Otto Pilny was a Swiss painter who specialized in Orientalist genre scenes.
Born in Budweis in 1866, his family moved to Prague in 1873, and he presumably received his artistic education there; but the details are unknown. He took his first painting trip to the Orient when he was nineteen, and travelled the caravan route from Cairo to Tripoli, accompanied only by his dog. After a brief stay in Prague, he was back in Egypt from 1889 to 1892.
Following a short stay in Vienna, probably to continue his studies, he moved to Zürich in 1895, married and received Swiss citizenship. His first exhibition was in 1900. While in Egypt his work had pleased the Ottoman authorities in Egypt and he was appointed a Court Painter. In 1906, the last Khedive, Abbas Hilmi II awarded him the Order of the Medjidie, 4th class.

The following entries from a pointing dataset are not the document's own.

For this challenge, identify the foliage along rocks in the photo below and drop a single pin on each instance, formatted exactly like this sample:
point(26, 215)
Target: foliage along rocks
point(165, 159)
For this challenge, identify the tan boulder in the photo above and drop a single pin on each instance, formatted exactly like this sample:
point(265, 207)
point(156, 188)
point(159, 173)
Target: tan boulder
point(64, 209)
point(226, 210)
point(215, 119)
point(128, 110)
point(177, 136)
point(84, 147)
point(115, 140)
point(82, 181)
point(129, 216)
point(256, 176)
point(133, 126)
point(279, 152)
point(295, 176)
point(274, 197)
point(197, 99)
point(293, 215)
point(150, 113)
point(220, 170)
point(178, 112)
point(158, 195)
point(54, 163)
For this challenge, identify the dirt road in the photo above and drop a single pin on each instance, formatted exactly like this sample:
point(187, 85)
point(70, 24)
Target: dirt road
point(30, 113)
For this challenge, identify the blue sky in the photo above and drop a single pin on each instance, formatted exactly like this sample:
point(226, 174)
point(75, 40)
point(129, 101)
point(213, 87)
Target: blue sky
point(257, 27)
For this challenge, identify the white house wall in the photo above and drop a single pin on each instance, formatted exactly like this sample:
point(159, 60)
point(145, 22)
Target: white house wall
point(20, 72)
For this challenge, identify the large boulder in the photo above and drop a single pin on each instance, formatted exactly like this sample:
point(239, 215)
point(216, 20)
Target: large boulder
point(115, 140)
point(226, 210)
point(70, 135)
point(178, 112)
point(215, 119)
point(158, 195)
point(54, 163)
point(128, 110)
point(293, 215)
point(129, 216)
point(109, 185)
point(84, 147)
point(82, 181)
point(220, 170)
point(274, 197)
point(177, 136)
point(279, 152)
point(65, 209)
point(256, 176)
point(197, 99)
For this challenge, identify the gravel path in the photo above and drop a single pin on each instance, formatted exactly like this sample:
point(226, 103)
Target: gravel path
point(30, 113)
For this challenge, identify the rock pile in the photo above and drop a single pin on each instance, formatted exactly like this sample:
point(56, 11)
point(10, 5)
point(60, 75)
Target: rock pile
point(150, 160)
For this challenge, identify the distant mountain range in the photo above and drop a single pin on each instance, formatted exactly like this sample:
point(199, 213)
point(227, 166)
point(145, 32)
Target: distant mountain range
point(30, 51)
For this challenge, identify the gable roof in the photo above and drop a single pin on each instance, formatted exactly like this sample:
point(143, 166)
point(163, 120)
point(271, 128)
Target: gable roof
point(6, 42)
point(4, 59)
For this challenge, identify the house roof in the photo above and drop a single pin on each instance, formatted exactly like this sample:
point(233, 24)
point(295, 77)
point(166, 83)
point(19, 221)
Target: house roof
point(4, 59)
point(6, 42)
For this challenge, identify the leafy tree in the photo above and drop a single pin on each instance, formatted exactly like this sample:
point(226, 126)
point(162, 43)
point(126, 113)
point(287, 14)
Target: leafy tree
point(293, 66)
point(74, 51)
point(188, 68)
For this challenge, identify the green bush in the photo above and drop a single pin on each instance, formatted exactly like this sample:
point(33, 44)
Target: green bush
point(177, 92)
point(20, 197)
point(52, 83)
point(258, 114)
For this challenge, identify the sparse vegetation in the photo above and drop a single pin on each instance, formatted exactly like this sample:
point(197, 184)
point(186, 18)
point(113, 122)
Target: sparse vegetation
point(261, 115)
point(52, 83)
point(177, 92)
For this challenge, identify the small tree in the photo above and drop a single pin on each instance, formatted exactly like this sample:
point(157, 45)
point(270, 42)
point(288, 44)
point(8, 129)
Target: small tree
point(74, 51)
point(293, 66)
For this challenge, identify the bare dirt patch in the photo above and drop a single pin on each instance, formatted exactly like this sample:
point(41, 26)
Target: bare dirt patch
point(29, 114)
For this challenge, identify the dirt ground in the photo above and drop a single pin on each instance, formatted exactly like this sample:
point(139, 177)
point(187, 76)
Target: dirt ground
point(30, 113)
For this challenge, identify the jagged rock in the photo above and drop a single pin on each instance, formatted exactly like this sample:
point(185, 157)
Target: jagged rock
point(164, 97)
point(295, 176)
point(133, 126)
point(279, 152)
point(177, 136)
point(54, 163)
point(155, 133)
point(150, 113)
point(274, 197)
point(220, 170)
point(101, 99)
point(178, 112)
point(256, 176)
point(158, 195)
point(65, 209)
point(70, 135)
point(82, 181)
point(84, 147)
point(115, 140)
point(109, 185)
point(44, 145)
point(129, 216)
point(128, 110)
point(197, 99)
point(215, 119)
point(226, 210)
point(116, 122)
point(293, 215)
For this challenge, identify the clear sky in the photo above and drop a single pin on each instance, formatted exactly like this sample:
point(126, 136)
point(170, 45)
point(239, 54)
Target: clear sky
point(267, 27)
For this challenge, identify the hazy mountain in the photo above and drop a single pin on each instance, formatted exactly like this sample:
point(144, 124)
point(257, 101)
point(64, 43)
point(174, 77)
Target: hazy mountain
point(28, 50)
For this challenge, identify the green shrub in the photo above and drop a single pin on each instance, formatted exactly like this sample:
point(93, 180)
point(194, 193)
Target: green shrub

Like many of his contemporaries, Pilny was captivated by the North African landscape, people as well as their customs. He was particularly interested in the Bedouins and often travelled with them into the desert where he could sketch the evening entertainments. His experiences in North Africa provided the inspiration for his paintings for the rest of his life, and he was one of only a few Orientalist painters who depicted Muslims in prayer.
Pilny died in 1936 in Zurich. His son, Otto Alexander (22 March 1897 – 17 March 1958) was also a painter of Zürich, but specialized in vedute. His works have often been incorrectly attributed to his father.